'Independence Series': Staff up before taking off

'Independence Series': Staff up before taking off
Craig Robson
Financial advisor Craig Robson shares the lessons he learned after leaving Merrill Lynch to set up his own practice in the fourth installment of InvestmentNews' new 'Independence Stories' series.
JUL 01, 2025

In honor of Independence Day this week, InvestmentNews is reaching out to a number of financial advisors to learn their personal “independence stories.” Of course, wealth managers leaving an investment bank or wirehouse to operate on their own is a different type of risk than the mortal dangers faced by America’s Continental Army when they split off from King George III. Nevertheless, the entrepreneurial spirit is very much part of the essence of America and what makes the country - and its financial system - the envy of the world!

Craig Robson, founding principal and managing director at Regent Peak Wealth Advisors ($700+ million AUM, 10 employees)
 

InvestmentNews: How much have you grown your firm/practice since going independent?


Craig Robson: Since launching Regent Peak in 2019 after breaking away from Merrill Lynch, we have more than doubled the firm’s revenue and AUM, and doubled the size of our team. Our AUM now exceeds $700 million, and we’ve been able to serve a broader mix of clients – including corporate executives, business owners, generationally wealthy families and divorcees and others – thanks to a more flexible model that removes wirehouse constraints and that allows us to tailor how we engage and deliver advice. 

For example, when preparing for a mediation meeting with a prospect going through a divorce, I obtained my Certified Divorce Financial Analyst (CDFA) certification and built that expertise into our pricing model. I was also able to quickly sign an NDA – something my wirehouse competitors couldn’t do – while they lacked both the flexibility and a clear pricing structure for divorce-related advice. That kind of responsiveness is what enables us to serve a wider range of clients and grow.

What specific strategies or actions were most effective in helping your firm grow after becoming independent?


Robson: Before going independent, the answer to most things was “no.” Now, a key driver of our growth is the ability to say “yes” to a broader set of clients, to better strategies, and to solutions that truly fit their needs.

One of the biggest reasons we left the wirehouse was the lack of flexibility around technology. To serve a diverse and growing client base, we needed more sophisticated tools. Independence gave us the freedom to choose the best technology for our firm and our clients, and that flexibility has been a major driver of our growth. With technology constantly evolving and becoming more efficient, staying nimble in your tech stack is everything.

We’ve also expanded our investment platform to include alternative offerings - private equity, venture capital, private credit, real estate and digital assets - exposing clients to asset classes many had never accessed previously. Being nimble in our investment approach and building a robust private markets platform has led to stronger portfolio diversification and access to differentiated opportunities that weren’t available in the wirehouse environment.

Internally, we have created a culture where our team is supported as people first, which leads to more empathetic and effective client service. That attention to culture has helped us recruit and retain top talent, which in turn powers sustainable, client-driven growth.

How has your approach to business development changed since launching your own firm?
 

Robson: It’s completely changed. In the wirehouse environment, we could only engage clients once assets were transferred. Now, we start with conversations that matter: “What are your priorities? What are your pain points? What legacy are you trying to build?”

When we talk about alternatives - private equity, secondaries, crypto, private credit - it’s eye-opening. Clients will say, ‘Tell me more. I don’t have any exposure to that. One of the reasons I’m talking to you is because someone said your firm actually diligences these opportunities.’

What’s been most impactful is we’re no longer confined by what our previous employer’s investment committee said we could or couldn’t recommend. Now we can diligence a strategy, understand it, and if it makes sense, bring it to the client. That flexibility is everything.

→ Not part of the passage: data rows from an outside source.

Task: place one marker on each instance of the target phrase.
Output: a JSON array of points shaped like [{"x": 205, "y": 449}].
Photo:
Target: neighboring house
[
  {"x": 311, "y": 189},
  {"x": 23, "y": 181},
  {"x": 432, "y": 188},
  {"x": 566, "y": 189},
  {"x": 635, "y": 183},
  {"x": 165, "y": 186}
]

What was your biggest challenge in the first year of independence and how did you overcome it?
 

Robson: The resources I had previously were not going to be what I needed when I started my own business. I underestimated how much infrastructure we’d need to build: tech, service models, compliance, marketing, and talent pipelines. But I also realized quickly that you have a world of options. Now you have to have the resource allocation to implement them.  We overcame it by bringing in talent before we needed it, leaning on trusted third-party vendors, and making sure every client had continuity in their advisor relationship from day one.

Looking back, what advice would you give to an advisor considering the leap to independence today?
 

Robson: First, don’t underestimate the build. It’s the wild, wild West - in a good way. You’ve got optionality like never before, but you’ve got staff for it and structure for it. Second, stay rooted in your “why.” For us, it was about unlocking better service and better culture.

At Regent Peak, we built a place where people could bring their whole selves to work, and clients could benefit from that authenticity. Third, hire ahead of demand. If you’re serious about growth, you need to bring in the right people before you’re capacity-constrained. That’s what allowed us to grow intentionally, without sacrificing service or culture.